# Please help!! I can't open my iTunes!!



## redfuji (Sep 27, 2005)

I have bought new PC laptop and was trying install iTunes so that I can use my ipod shuffle. Before doing so, I was trying to organise some folders in My Documents. I changed the name of one of my folder 'My Music' into '01. My Music'. I then installed iTunes and a message came up when I try to open iTunes. "The folder iTunes cannot be found or created, and is required. The default location for this folder is inside the "My Music" folder." Realising that, I then changed the name back to My Music, however, instead of showing My Music, the folder showed up as 'Michael Wong's Music'. No matter what I do, I can't change it back to My Music. Then I uninstall iTunes and reinstall it, and the same message just showing up!! 

Please! Could someone advise me what to do next??


----------



## Serge_N_Gin (Sep 7, 2004)

Try creating a new folder in My Documents and call it _My Music_.

Then right-click the new folder and select _Properties_.

Then select the _Customise Tab_.

In the _"What Kind Of Folder Do You Want?"_ select _"Music (best for audio files and playlists)"_.

You may be prompted to select whether you would like this to apply only to the parent folder or all of the subfolders contained within, if so, select _'yes'_.

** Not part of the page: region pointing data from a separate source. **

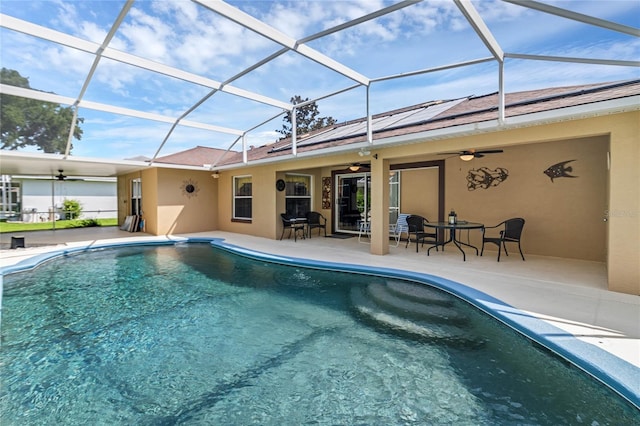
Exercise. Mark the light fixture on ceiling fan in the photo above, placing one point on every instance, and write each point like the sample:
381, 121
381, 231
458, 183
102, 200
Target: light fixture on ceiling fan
470, 154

Move the original _My Music_ folder, which has now been changed to _"Michael Wong's Music"_, to the desktop and delete when you feel the problem has been solved and the folder is no longer needed _(make sure any important files have been removed/relocated and the folder is empty, of course)_.

Try re-installing iTunes and hopefully the new _My Music_ folder should be accepted.

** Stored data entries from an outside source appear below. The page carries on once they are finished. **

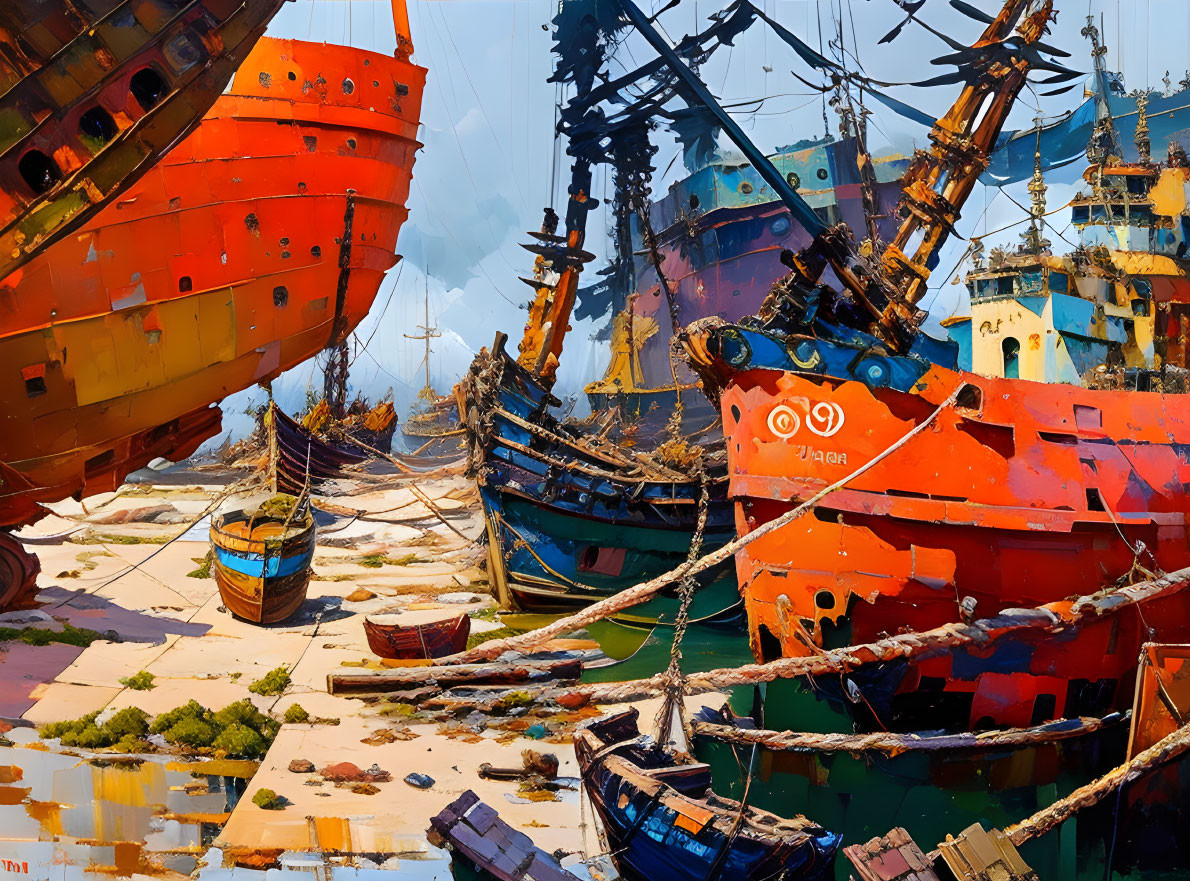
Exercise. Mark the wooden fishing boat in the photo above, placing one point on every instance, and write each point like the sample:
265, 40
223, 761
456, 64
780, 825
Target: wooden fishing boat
302, 458
475, 831
662, 819
270, 229
572, 519
94, 94
417, 636
262, 563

The icon for the new My Music folder can be changed to the default icon which has the musical note coming out of the folder by:

Right-click the new folder you created, then select > _Properties_ > _Customise Tab_ > _(in the folder icons section) Change Icon_> (this opens up a new window full of icons for selection) scroll along until you see the icon for the music folder, and select it, then click OK.

Next, click _Apply_ in the Folder Icons section, then click _OK_

I hope this helps.


----------